There’s been a great deal of noise about Big Data. You could say that the PR volume has been almost deafening. We don’t often think of IT as a fashion industry, and indeed in many of its sectors it is not. But right now Big Data is high fashion by any reasonable definition. Indeed, I believe Gartner has recently declared it as having reached the top of its “hype cycle” and to now be destined to descend, for a while, into the “trough of disillusion.” That may well be the case, although I’m not so sure you lump everything that sits under the umbrella of “Big Data” as part of the same trend. The real trend here is towards more powerful and useful data analytics. So let’s consider this in an end-to-end manner.
With BI and analytics applications, you have to capture data, maybe cleanse the data, present the data to data analysts to be worked on in a usable form and provide the data analyst with the ability to interact with it in a way that suits their activities. Finally there may be a need to pass the results to some operational application so that the knowledge (intelligence) that is distilled is put to use. So that’s:
- Data Capture
- Data Cleansing
- Data Serving
- Analytical Interaction
- Knowledge Implementation
Here we encounter Open-Source-Hadoop, especially where Big Data (large volumes of data) are concerned. Many companies have discovered that Hadoop can usefully serve as a “data reservoir,” a storage area where you can happily park data prior to its usage and possibly before you even decide whether you are going to use it. The virtue of Hadoop is twofold. First it is Open Source and therefore it is low cost until your usage expands to the point where you need support and, possibly, good consultancy advice. Secondly Hadoop is not a database. Consequently, there is no necessity to do much data design work when choosing to take on data from a new source. You need to record the metadata, but you don’t need to do any database design.
Now if you want to make use of data quickly via this route, you can run MapReduce jobs to pull data out of Hadoop. Ultimately the process here is not so different from what we do with data warehouses, it’s just that it’s flexible and fast to implement. If you don’t use it, you probably serve data analysts from a data warehouse.
But there’s a health warning here. Hadoop is not a well tuned multi-user environment (at least not right now) and while you can use it for many things, it is wise not to mix up its usage between the first four stages we described above. If you do, it may slow things down.

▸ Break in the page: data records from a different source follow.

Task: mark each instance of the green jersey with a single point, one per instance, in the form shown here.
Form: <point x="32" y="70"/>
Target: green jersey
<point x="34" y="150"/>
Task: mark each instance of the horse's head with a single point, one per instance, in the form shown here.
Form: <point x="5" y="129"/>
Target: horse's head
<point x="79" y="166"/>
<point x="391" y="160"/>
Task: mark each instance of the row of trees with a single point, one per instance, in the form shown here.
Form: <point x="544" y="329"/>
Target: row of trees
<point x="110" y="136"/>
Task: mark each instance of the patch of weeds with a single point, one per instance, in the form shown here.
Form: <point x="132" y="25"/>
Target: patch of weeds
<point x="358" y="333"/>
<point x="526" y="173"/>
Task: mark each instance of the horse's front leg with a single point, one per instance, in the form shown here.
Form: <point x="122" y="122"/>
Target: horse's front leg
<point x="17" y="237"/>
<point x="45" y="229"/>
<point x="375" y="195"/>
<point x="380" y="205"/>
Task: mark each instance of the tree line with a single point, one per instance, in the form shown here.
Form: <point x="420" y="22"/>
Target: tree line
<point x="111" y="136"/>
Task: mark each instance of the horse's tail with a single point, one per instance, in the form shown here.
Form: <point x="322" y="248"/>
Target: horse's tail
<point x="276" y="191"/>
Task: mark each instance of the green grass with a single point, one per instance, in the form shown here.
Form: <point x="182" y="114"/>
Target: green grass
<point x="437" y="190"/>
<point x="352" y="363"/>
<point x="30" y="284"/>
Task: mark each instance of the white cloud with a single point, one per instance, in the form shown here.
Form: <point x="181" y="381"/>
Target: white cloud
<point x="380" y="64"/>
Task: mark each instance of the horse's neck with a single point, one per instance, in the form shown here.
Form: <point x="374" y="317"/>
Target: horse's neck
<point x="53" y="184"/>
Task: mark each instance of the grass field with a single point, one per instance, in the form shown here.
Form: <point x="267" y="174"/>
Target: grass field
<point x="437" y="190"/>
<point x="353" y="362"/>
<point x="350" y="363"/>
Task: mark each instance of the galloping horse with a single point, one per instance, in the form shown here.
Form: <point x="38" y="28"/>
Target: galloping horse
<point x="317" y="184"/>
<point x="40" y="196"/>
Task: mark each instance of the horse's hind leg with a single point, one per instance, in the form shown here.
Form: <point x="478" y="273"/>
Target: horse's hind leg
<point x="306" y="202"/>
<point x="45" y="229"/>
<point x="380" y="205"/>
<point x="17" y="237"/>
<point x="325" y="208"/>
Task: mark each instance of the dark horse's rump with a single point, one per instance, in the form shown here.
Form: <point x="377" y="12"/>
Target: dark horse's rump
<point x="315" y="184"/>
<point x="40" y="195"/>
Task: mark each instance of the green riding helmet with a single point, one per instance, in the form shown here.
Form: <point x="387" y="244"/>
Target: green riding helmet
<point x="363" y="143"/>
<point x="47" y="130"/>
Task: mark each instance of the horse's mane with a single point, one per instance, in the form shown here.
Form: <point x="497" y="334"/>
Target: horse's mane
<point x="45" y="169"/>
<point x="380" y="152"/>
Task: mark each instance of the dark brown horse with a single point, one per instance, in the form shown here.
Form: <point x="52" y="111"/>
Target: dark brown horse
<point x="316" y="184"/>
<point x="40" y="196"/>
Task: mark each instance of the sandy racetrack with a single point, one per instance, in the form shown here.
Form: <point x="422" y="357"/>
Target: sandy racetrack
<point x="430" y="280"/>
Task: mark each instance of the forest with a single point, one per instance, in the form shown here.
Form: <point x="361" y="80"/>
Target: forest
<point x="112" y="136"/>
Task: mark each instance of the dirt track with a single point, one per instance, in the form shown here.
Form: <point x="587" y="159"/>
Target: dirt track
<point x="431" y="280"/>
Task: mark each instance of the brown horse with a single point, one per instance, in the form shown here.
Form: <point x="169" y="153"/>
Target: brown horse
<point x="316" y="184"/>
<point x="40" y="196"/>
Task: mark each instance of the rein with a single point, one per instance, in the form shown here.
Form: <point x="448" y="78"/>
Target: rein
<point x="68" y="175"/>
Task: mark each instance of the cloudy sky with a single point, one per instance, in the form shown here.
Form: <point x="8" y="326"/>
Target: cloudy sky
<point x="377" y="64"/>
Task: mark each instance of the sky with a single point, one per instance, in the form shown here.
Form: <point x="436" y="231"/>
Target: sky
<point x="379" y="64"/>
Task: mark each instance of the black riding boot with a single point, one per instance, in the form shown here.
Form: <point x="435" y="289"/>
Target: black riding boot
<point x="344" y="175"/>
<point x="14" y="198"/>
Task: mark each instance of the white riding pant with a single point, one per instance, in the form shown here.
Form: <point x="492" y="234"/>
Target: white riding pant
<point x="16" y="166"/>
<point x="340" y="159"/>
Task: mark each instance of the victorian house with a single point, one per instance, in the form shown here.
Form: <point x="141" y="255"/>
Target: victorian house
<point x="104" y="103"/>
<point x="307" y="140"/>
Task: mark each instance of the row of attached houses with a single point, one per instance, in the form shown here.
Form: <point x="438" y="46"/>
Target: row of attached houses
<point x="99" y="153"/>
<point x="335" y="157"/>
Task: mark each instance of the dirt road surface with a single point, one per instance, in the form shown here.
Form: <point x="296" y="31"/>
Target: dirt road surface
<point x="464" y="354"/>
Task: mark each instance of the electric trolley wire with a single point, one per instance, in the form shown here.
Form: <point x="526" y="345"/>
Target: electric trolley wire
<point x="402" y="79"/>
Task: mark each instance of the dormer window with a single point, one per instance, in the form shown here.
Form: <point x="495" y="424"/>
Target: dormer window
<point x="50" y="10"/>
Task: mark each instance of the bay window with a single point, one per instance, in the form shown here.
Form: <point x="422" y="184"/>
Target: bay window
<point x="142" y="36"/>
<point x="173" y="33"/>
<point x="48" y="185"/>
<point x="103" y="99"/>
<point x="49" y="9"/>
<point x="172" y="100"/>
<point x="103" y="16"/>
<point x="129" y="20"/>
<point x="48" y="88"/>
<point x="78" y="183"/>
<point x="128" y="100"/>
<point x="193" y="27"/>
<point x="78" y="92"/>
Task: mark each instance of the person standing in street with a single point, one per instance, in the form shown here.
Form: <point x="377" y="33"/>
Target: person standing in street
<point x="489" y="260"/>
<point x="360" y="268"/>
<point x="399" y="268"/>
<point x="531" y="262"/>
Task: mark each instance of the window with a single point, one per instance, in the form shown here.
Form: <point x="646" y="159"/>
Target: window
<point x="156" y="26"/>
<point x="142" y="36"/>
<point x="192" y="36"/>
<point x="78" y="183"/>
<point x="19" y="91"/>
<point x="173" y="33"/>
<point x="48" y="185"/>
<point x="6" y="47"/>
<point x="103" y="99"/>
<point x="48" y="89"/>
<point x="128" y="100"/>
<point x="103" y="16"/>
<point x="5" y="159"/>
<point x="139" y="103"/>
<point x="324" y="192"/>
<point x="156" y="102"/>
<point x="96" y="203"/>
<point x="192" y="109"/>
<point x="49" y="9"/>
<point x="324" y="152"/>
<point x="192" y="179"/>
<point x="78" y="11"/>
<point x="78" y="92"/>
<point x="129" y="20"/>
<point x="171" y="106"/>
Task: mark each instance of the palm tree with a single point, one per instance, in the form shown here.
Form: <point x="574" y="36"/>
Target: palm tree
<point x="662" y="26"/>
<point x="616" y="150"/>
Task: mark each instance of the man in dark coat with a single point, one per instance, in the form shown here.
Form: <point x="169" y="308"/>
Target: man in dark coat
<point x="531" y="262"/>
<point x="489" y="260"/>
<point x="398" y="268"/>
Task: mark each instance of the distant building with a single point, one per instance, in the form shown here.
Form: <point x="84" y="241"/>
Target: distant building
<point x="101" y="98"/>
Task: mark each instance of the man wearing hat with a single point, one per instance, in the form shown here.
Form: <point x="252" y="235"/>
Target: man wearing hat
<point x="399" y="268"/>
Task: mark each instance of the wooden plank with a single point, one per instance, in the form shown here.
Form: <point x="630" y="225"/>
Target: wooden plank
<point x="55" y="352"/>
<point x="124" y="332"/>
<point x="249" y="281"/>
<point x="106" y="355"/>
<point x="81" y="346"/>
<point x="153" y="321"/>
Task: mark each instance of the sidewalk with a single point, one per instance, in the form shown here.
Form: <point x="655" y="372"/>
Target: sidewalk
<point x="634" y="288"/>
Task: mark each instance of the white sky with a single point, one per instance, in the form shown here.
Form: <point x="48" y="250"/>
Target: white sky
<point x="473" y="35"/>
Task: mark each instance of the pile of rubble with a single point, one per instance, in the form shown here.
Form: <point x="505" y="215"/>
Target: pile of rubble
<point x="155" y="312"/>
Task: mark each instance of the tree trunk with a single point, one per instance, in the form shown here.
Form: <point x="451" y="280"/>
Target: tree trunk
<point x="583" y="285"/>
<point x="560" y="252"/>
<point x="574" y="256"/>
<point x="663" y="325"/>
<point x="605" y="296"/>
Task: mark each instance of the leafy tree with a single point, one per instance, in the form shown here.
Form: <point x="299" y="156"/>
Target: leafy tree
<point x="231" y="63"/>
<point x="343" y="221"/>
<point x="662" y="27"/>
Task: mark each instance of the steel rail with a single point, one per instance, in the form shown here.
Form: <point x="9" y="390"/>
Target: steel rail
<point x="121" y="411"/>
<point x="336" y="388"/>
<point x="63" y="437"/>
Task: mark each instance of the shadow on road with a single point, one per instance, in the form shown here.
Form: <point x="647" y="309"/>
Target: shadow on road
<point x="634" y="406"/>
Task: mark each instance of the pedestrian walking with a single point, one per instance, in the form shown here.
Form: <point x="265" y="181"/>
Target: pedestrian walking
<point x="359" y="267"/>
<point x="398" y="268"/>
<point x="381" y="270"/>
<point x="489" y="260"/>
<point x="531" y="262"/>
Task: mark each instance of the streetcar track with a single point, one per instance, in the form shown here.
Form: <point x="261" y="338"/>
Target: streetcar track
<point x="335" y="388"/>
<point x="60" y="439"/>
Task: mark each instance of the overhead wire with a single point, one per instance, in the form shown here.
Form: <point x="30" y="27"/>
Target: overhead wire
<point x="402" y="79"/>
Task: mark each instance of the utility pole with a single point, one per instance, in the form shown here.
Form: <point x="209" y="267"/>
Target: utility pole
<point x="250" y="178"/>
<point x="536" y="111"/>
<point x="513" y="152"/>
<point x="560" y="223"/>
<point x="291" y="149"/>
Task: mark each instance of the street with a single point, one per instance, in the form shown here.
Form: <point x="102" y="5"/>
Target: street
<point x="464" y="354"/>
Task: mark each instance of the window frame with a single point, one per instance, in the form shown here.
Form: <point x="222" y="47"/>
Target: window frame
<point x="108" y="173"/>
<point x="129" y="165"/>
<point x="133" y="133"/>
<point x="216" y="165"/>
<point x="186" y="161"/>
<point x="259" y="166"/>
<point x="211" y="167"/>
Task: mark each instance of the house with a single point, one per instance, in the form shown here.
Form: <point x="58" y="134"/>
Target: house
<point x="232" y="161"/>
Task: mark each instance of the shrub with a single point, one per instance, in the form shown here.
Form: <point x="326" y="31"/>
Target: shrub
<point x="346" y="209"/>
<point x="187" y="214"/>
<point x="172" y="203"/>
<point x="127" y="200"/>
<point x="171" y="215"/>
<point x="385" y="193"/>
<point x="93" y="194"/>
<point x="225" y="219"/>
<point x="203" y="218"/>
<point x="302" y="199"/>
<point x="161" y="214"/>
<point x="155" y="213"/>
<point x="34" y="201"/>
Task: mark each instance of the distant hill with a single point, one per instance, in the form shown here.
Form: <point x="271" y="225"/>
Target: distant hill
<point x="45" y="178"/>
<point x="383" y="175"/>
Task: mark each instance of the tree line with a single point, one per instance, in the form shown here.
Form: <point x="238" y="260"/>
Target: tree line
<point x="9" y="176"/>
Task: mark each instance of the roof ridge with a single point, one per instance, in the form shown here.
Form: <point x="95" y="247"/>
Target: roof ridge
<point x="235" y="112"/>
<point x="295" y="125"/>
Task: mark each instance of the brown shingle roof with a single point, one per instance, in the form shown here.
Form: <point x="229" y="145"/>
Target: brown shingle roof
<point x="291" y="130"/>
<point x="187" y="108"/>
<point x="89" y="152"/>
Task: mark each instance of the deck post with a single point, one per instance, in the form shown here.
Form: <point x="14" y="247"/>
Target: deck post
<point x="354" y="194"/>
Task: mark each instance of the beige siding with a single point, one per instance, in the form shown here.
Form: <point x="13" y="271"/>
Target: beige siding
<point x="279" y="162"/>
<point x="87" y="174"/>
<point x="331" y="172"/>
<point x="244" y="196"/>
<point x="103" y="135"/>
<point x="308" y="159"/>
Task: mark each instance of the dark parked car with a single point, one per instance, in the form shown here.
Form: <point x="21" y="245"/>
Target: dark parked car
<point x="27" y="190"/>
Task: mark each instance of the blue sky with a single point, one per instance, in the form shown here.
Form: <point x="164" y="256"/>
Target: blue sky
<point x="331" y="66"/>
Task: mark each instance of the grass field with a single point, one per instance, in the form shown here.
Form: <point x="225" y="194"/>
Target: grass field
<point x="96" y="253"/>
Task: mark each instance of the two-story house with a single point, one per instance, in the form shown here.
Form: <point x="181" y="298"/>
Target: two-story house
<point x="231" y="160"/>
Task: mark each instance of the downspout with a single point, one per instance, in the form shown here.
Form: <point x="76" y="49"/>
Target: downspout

I listed data cleansing second, but data cleansing is one of those difficult processes, which may need to run at more than one point in the end-to-end analytics process. We can define rules and cleanse the data, if it needs it, as we serve it up, but we may not know that some of the data is “dirty” until the data analyst discovers it to be so. This depends on context.
We can include data transformation along with data cleansing. If we are going to take a pass at a set of data then we should do both together if we can.
Ideally the data analyst will have a good deal of control over data acquisition, so that there are at least elements of data self-service. Whether the analyst needs a specialized data engine, say a column store database or even a scale-out NoSQL database is going to depend on data volumes and the kind of analytics activity that is intended for that collection of data.
This is the most variable step in the process. The data analyst may not know exactly what he will do with the data, once he has a collection of data to work with. This is extremely contextual. In some situations, a good deal of exploration may be required prior to “mining the data” for actionable knowledge. Alternatively the data analyst may know exactly which algorithms he intends to run – although even then how the project will proceed is unlikely to predictable ahead of time. There are many possibilities. If, for example, a specific correlation is found in the data, the data analyst may want to check on a broad range of historical data to see whether the correlation always existed or whether it has recently emerged.
This is even more difficult to predict ahead of time. It might be that the knowledge discovered can be used by specific individuals or even specific application software, in which case a software development project may be spawned. Alternatively, it may be possible to, for example, just create a special BI dashboard and make it available to the right person. An important point to note here is that whatever knowledge has been discovered by the analyst is useless until it starts to participate in some business process. That’s where the gold is actually buried.
Necessity or Nice To Have
The question we asked in the title of this blog was: Is end-to-end analytics a necessity or a “nice to have?”
Even if you think about the analytical process only in terms of the fairly simple process I have described here, it becomes fairly clear quite quickly that it can get very messy. Boiling it down, there are really two things to be concerned about:
The first is that the data analyst may not actually know what data he or she needs to examine and once they start to delve into data they may decide that they actually need more data than they first thought. Also they may wish to manipulate the data. Obviously it is in no-one’s interest for the analyst to have to co-ordinate with IT regularly just to move the project along. So, in my view, that part of it is clear. The data analyst needs to be able to control data access from gathering through to the end of the analytics step; i.e the first four steps. And that means end-to-end analytics is necessary if you want to prevent it being a slow and tortuous process.
As for knowledge implementation. That may not be includable in the end-to-end process anyway, but nevertheless it also needs to be reasonably easy to achieve.